Supply and demand rising across corporate rental market

Ryan Fowler

August 10, 2016

buy-to-let buy to let house

Despite a notable slow-down in the number of corporate relocation enquiries in the immediate run-up to the EU referendum, the number of International and UK based corporate enquiries in July was at the highest level all year, according to research from Knight Frank. 

The property firm said international tenants accounted for 38% of all tenancies agreed between April and June. And in Ascot Cobham and Esher, where corporate tenancies are more prevalent, this rose figure rose to 47%.

In general, the underlying demand for rental property has remained strong with the number of new prospective tenants registering in the second quarter some 6% higher than the same period in 2015 and the number of viewings up by 12% year-on-year.

Rents up 2.4% in 12 months

Higher stock levels account for the slight fall in quarterly (0.6%) and annual growth (-0.8%) as landlords remain competitive and keep void periods to a minimum.

Jemma Scott, a partner at Knight Frank, said: “The latest figures show that Home Counties lettings are equally as affected by the global markets as prime central London, which reflects the market conditions we are experiencing. Increasing stock levels, coupled with a surge in tenant enquiries, reflect the desire of clients and tenants alike to take advantage of the popular summer rental market. As a result, our teams are incredibly busy as the number of new applicants leads to shorter turnarounds.

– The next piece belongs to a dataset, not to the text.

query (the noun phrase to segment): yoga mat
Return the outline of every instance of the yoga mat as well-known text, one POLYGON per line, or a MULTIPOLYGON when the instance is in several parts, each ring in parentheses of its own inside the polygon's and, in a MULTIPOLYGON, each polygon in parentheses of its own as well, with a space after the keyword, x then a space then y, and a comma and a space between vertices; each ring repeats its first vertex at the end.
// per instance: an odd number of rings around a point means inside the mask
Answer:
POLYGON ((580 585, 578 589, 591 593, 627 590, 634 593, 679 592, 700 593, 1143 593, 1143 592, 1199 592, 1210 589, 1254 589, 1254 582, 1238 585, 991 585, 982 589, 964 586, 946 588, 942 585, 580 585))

“Corporate relocation makes up an important part of demand within the market. This was affected by the uncertainty surrounding the EU referendum, with enquiries dropping in the period immediately before the vote. However, July was our busiest month of the year for enquiries as companies look to register and move applicants as soon as possible before any concrete negotiations with the EU begin. Given that the Home Counties lettings market is not historically overly reliant on tenants from the financial sector, we do not see any reason why it should not continue to grow as prospective tenants continue to seek lifestyle, space and good schools.”